When I was younger, a precocious deaf child in a mainstream school, I had some teachers who were great, worked hard to include me in the classroom and also had high expectations of what I could do, always challenging me to work harder. Then there were other teachers who, to put it bluntly, didn’t have a clue. I can remember times where teachers would talk while not facing me, make me listen to radio / TV programmes with no transcript or subtitles, forget to put my microphone on (or leaving it on when they want to the staff room) or telling me off for not doing something, when I hadn’t heard the instruction in the first place. I was a saintly child and obviously never misbehaved. Ahem.
A NDCS survey from last year for the Must do better! campaign found that one in four parents of deaf children didn’t rate the deaf awareness of their child’s teachers which makes me think that not much has changed since I was last at school. With this in mind, we recently sent a paper to the Lamb inquiry into parental confidence in the special educational needs system on this issue – the second paper we’ve sent so far.

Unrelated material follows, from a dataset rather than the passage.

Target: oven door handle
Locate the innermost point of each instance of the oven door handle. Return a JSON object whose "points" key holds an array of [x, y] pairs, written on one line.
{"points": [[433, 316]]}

The paper specifically calls for more tailored training and support to teachers when a deaf child enters their classroom. This is a slight shift from focusing on initial teacher training. This is obviously important, but in the same way that nobody remembers how to speak French from their French GCSE, it’s unlikely that teachers are going to remember the details of how to include deaf children in the classroom especially when it’s bunched together with training on how to include other children with special educational needs. Given that deafness is a low incidence disability, it may be a few years before the average mainstream teacher encounters a deaf child in the classroom. So a better approach might be to, when a child with special educational needs is themself assessed as needing further support, also assess the teacher for what further training and guidance they need to be able to include the deaf child in their classroom. Kind of like a “teacher’s entitlement” which could be applied to all children with special educational needs.
What do you think of the proposal? What more can be done to improve mainstream teacher training of deaf children?